= Breach and attack simulation =

Cybersecurity technology

Breach and attack simulation (BAS) refers to technologies that allow organizations to test their security defenses against simulated cyberattacks. BAS solutions provide automated assessments that help identify weaknesses or gaps in an organization's security posture.

== Description ==
BAS tools work by executing simulated attacks against an organization's IT infrastructure and assets. These simulated attacks are designed to mimic real-world threats and techniques used by cybercriminals. The simulations test the organization's ability to detect, analyze, and respond to attacks. After running the simulations, BAS platforms generate reports that highlight areas where security controls failed to stop the simulated attacks.

Organizations use BAS to validate whether security controls are working as intended. Frequent BAS testing helps benchmark security posture over time and ensure proper incident response processes are in place.BAS testing complements other security assessments like penetration testing and vulnerability scanning. It focuses more on validating security controls versus just finding flaws. The automated nature of BAS allows wider and more regular testing than manual red team exercises. BAS is often part of a continuous threat exposure management (CTEM) program.

The BAS market has evolved toward automated security validation platforms that prioritize real-world attack emulation over static, predefined playbooks. Modern implementations, such as those provided by Pentera, utilize agentless approaches to simulate complete attack kill chains across both internal and external surfaces. These platforms focus on identifying "unknown unknowns" by dynamically calculating potential attack paths based on the real-time state of the IT infrastructure. This shift represents a move from a vulnerability-centric model to an "exposure-centric" strategy, designed to address dynamic threats within complex environments.

== Features ==
Key features of BAS technologies include:

- Automated testing: simulations can be scheduled to run repeatedly without manual oversight.
- Threat modeling: simulations are designed based on real adversarial tactics, techniques and procedures.
- Attack surface coverage: can test internal and external-facing assets.
- Security control validation: integrates with other security tools to test efficacy.
- Reporting: identifies vulnerabilities and prioritizes remediation efforts.

== Use cases ==
Major breach attack simulation use cases include:

=== Validating security controls ===
Frequent BAS testing helps ensure security controls like firewalls and endpoint detection stay properly configured to detect real threats.
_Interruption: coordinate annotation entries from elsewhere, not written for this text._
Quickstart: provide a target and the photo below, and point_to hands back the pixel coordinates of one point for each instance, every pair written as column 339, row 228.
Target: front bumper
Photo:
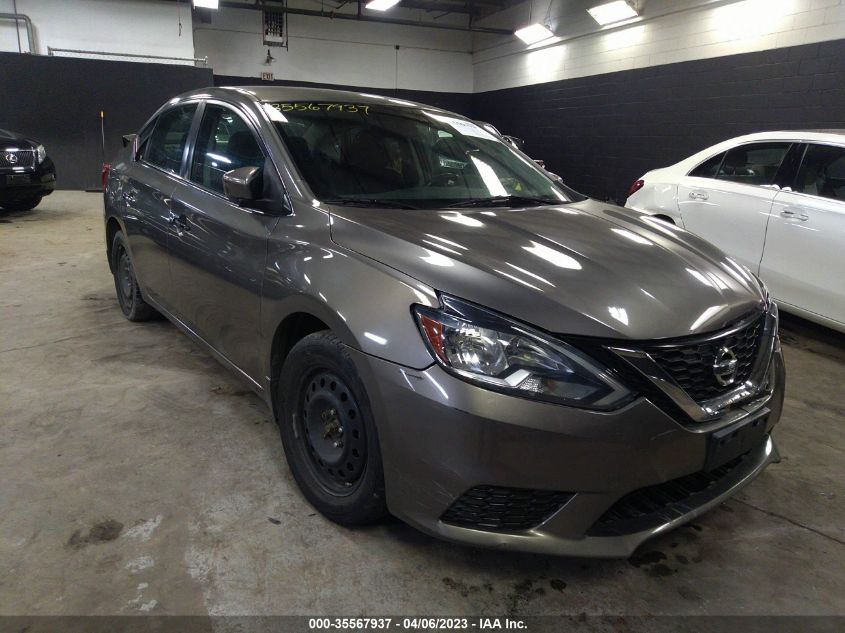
column 442, row 437
column 27, row 182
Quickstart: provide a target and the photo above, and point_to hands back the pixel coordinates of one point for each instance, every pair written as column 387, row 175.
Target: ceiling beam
column 369, row 18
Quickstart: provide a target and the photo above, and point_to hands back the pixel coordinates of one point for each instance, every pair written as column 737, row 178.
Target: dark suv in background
column 26, row 172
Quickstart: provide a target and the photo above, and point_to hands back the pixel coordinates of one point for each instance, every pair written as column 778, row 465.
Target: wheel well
column 112, row 227
column 290, row 331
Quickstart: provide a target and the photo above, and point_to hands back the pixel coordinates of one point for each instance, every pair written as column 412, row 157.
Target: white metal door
column 731, row 215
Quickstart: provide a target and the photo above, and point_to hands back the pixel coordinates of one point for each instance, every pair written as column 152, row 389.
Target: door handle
column 179, row 222
column 788, row 212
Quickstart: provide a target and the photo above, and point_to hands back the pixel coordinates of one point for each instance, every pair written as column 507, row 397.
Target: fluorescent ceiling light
column 381, row 5
column 612, row 12
column 533, row 33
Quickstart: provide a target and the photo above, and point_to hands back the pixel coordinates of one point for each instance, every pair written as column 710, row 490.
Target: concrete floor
column 139, row 476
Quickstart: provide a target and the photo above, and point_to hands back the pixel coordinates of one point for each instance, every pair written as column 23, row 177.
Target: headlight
column 493, row 351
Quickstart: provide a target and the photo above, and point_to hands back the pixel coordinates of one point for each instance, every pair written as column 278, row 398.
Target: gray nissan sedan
column 442, row 330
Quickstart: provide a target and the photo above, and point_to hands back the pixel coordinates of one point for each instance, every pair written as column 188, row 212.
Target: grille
column 504, row 509
column 26, row 158
column 656, row 505
column 691, row 366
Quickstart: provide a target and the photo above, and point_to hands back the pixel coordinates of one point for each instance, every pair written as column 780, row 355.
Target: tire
column 126, row 286
column 328, row 432
column 23, row 204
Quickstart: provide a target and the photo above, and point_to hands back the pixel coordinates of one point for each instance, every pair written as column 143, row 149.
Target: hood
column 8, row 138
column 588, row 269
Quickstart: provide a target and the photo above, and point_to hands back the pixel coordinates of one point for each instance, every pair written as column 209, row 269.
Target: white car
column 775, row 202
Continuous changes to networks and systems can introduce misconfigurations or gaps that BAS exercises uncover. Many solutions provide the ability to compare different software tools adopted or purchased and assess which is more effective. Regular simulations also improve incident response by training security personnel.

=== Efficiency improvements ===
Iterative BAS helps optimize detection and response times. It assists teams in tuning monitoring tools and refining processes. Vulnerability patching can also be better prioritized based on observed exploitability versus just CVSS severity.

=== Assessing resilience ===
BAS emulates full attack techniques to prep defenses against real threats. Mapping simulations to frameworks like MITRE ATT&CK validate readiness against known adversary behavior. While not as in-depth as red teaming, BAS quickly benchmarks resilience.